The echoes started before I even began to speak. My thoughts were being played out as a mixture of visual and audio miscues that my brain couldn’t decipher. It was all happening in front of me, but it was being mixed-up inside my head. There was a small figure sitting across from me in the chair although at the time it just looked like a blob. It seemed to be irritated, but I couldn’t see a face.

The angry voice demanded, “Are you listening to me!?”

I stifled my laughter as the figure before me wiggled back and forth quickly, as if vertigo had taken control of my eyes. It was difficult to make sense of this situation, but I knew I had been here before. More than a few times, especially as of late, I had been quarantined to this chair for questioning. I hated this part of the night because it killed the buzz. I tried, and succeeded more than a few times to hide my delirium, but acid was a mother fucker, and as it happened, I needed to get by my mom and her verbal assault before I could get to the quiet comfort of my basement room.

“Mom, I told you so many times, I haven’t gotten high for a long time!” I lied.
She replied, “Why are your eyes so red?”
Probably because I’m stoned as fuck, and how can you even see my eyes? My eyes! Ha ha ha ha ha! “I don’t know, mom. Maybe because it’s cold out and I just rode my bike home. And I’m tired, I have school in the morning.” I won’t be going to school.

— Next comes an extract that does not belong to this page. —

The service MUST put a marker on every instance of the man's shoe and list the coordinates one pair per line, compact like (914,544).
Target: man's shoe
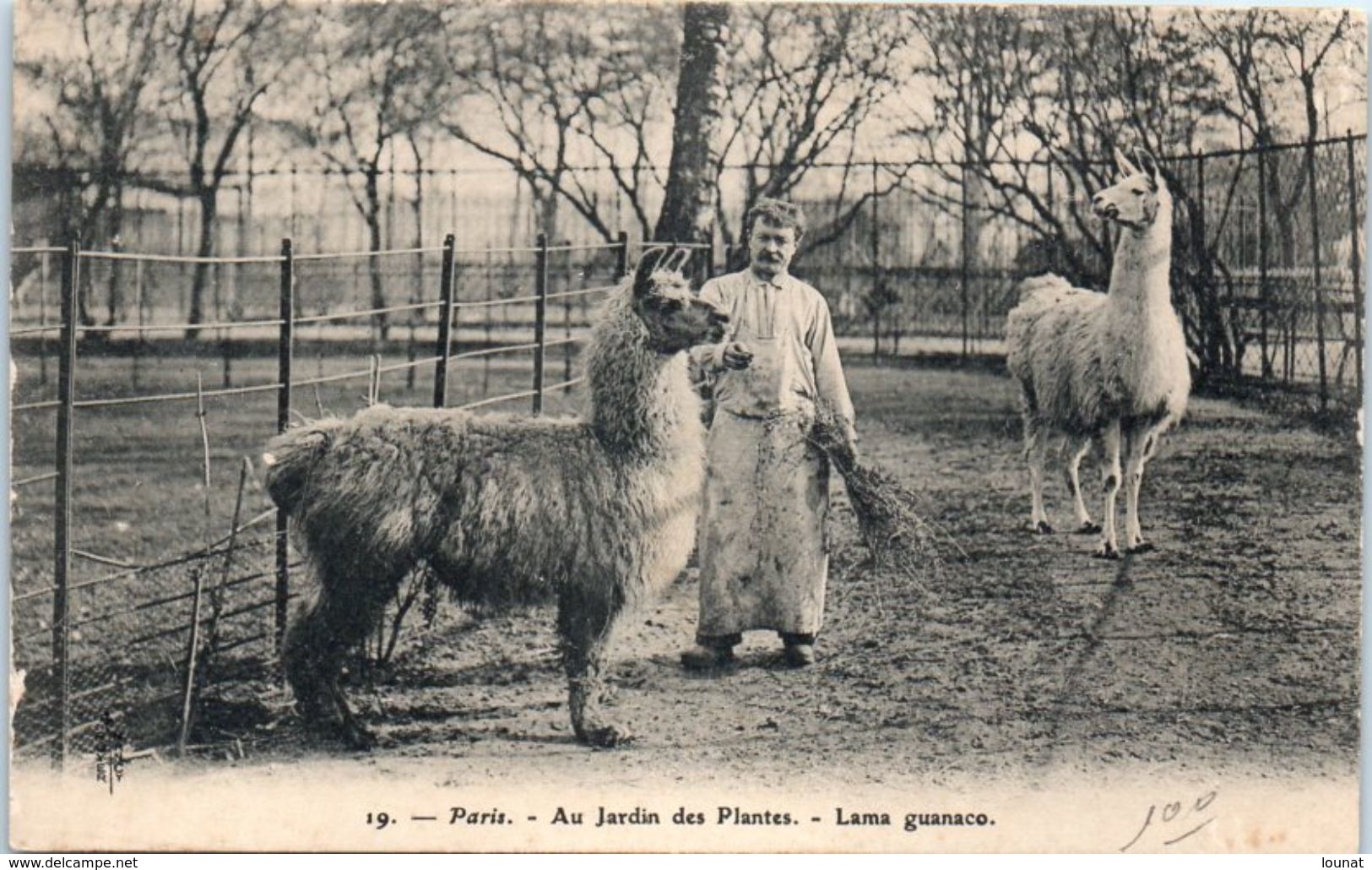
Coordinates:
(702,657)
(799,655)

Now this may appear to be a work of fiction, but this scene played out over and over in the late ‘90s when my mom and I lived in our first house on Edmund Avenue in St. Paul. I was getting high on a daily basis and experimenting with hallucinogens all while avoiding going to school, and then coming home at the last possible second in the hopes that she might be asleep. These were difficult times. I briefly alluded to working at the local Burger King where I could be in any condition as long as I could assemble Whoppers. Both of my managers were also drug dealers, so nobody really cared what I did there. I often worked until the wee hours of the morning to avoid these situations.

Sometimes, however reluctantly, my mom let me slide, and I would go down to the basement where my bedroom was, and ride out the rest of whatever buzz I had going. Sometimes I would sneak out of the window and meet up with my friends who were waiting out in the alley, or simply go to a house with less responsible parents. Either way I had gotten past the obstacle, and I could start to enjoy the euphoria again. And sometimes my mom would lecture me on the dangers of using drugs and alcohol, and not going to school. It felt like hours when the latter happened, and it as very difficult to keep focus due to the aforementioned state of mind, but eventually it would end.

What I remember most about those situations is that, in my mind, I was able to maintain my composure while the room was spinning, shaking, and completely chaotic. I wanted to scream, run around, and break things, but I sat motionless and listened to lectures about my behavior. I’ve never written much about it because I wasn’t sure if I could quite put it into words, but that was an important time in my life that I thought should be accessed, and I think I brought it out well enough. I never thought about this until right now; all visual hallucinations for me must have been amplified by the natural blurriness of my vision. I was too “cool” for glasses, so when I saw my mom in front of me, she was just a silhouette in a chair with the light on in the hallway behind her. A shaky, vibrating shadow with a voice that seemed to emanate from all around me. Spooky shit when you’re in the depths of an acid trip.